今日はどういう格好で来るのだろうか。流石に仕事上がりだからってドレスでは来ないだろう。
モコモコの着ぐるみ寝間着では・・・もっと無いな。
あの格好またしてくれないかな。凄く可愛かったのに、余り着てくれない。
「お母さん、今日春さん来るから」
「あいよー。ゴム要る?」
「怒るよ」
「やあん、まだ学生なのに避妊無しは危険だって、お母さんの親心なのにぃ」
「怒った」
「ああ、まってまって、ママそっち方向に腕曲がらないから! 痛い痛い、ギブギブ!」
そんな感じでいつもの調子でお母さんと雑談していると、呼び鈴の音が響く。
お母さんから手を放し玄関に向かい、今日はどんな格好かなと思いながら玄関の扉を開けた。
「ハッピーバレンタイーン」
そこには仕事の化粧のまま、ウィッグもつけたままの春さんが立っていた。
手には可愛らしい包装の箱が有り、上目遣いの様子を見る気配で彼は私を見つめている。
「春さん、これ、何ですか?」
「えーと、その、チョコレート」
チョコレート。春さんから私にチョコレート。
えっと、つまりそれは、彼が私に用意してくれていたって事で、あれ、でも、春さんはこのイベント好きじゃ無かったはずだけど。

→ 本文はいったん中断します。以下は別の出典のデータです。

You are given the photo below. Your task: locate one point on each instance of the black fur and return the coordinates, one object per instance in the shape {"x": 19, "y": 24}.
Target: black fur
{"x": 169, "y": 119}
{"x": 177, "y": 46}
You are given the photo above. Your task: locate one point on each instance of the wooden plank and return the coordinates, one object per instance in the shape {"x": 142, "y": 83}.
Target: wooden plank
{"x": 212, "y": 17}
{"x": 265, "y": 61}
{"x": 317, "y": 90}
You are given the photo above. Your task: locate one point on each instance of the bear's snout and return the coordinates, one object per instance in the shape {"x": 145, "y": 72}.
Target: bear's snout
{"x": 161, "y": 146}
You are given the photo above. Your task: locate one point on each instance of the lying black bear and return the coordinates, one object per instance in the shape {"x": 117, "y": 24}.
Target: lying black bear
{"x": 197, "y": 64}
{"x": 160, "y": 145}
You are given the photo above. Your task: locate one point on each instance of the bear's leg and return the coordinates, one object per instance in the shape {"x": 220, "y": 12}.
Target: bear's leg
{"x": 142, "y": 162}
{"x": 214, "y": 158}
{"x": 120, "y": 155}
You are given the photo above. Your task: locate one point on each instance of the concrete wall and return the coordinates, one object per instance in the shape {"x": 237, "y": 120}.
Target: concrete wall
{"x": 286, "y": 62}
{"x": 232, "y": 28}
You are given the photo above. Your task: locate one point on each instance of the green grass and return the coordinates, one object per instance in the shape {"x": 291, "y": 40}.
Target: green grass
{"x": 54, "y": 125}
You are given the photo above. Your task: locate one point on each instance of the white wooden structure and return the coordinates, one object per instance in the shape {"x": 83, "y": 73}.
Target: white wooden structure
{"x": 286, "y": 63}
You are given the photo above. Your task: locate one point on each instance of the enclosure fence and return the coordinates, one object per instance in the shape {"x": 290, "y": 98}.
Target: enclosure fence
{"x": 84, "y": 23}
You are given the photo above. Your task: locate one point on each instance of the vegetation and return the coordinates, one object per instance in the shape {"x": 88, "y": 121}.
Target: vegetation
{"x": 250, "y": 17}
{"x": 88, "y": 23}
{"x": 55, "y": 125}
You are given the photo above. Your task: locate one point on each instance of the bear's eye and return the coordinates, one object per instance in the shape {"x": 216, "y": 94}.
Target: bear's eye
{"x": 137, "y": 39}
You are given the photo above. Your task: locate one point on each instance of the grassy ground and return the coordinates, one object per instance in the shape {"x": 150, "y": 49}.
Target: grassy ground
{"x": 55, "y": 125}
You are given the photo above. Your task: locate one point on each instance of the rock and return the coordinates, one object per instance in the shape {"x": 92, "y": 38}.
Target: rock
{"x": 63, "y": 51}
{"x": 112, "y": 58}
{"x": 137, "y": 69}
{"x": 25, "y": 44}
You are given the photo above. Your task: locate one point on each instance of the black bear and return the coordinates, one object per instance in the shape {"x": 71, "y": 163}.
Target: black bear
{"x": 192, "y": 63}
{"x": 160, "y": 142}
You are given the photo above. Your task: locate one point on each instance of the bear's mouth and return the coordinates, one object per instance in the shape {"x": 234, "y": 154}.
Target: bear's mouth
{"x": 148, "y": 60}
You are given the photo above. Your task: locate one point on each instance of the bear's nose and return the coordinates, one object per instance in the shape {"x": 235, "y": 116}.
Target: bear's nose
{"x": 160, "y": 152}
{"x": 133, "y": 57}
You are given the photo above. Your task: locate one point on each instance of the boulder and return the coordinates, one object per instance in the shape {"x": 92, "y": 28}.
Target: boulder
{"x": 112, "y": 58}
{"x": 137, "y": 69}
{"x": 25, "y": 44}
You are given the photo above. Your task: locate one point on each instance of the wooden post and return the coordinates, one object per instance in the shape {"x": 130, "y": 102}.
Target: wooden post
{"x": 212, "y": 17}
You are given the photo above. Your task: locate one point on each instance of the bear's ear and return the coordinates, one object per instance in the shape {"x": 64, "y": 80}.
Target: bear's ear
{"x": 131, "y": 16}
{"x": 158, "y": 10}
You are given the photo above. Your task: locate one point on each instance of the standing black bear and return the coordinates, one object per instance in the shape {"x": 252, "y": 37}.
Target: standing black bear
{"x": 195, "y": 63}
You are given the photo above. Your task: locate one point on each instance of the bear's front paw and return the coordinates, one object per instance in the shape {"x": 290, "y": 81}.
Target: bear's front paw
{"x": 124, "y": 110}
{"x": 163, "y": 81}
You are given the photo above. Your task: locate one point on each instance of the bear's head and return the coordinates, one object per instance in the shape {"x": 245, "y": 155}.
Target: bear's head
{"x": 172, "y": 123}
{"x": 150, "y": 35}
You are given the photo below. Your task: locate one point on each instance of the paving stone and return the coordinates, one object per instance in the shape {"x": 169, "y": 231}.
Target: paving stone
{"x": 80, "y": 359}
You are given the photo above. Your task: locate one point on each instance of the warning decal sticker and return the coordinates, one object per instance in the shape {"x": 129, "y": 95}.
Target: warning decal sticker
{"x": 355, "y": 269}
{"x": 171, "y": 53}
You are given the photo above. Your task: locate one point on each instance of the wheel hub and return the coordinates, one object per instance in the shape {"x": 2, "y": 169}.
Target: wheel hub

「急ぎで作った生チョコだから、微妙な可能性が有るけど」
「春さんの気持ちの籠った物なら何でも嬉しいです」
しかもどうやら手作りの様だ。流石に私の様にカカオから作ってはいないだろうけど。
そもそもカカオから作る奴がおかしいので、そこは気にしてはいけない。
市販品を利用するのが一般的な物だ。
「嬉しいです。ありがとうございます、春さん」
「・・・良かった」
お礼を言うと、ほっとした様に息を吐く春さん。
そういえば、そもそも何故彼はそんなに緊張しているのだろう。
「ごめんね、実は咲さんから連絡貰ってさ・・・その、渡し難くなる様な事言っちゃったから、俺から渡せば少しは君の気が楽になるかなって。ごめんって意味も有るんだ、それ」
「・・・ああ、なるほど」
お母さんか。腹が立つなぁ。
本当、普段はろくなことしないのに、こうやっていい所を抑えてくれるんだから。
これだから嫌いになれない。
悔しいけど、お母さんが居なかったら春さんと付き合えたかも怪しいし。
「とりあえず、上がって下さい」
「あ、うん、おじゃまします」
「そうだ、化粧を先に落としますか?」
「そうだね、そうさせてくれると助かる」
私の言葉に頷いて、洗面所に向かう春さん。
最早お互いの家の間取りなんて、完全に解りきっているので案内は要らない。
私はその間にタオルを取りにいき、春さんの下へ持って行く。
「どうぞ、タオルです春さん」
「アリガト、明ちゃん」
春さんにタオルを渡し、私は冷蔵庫からチョコレートとチョコケーキを取り出す。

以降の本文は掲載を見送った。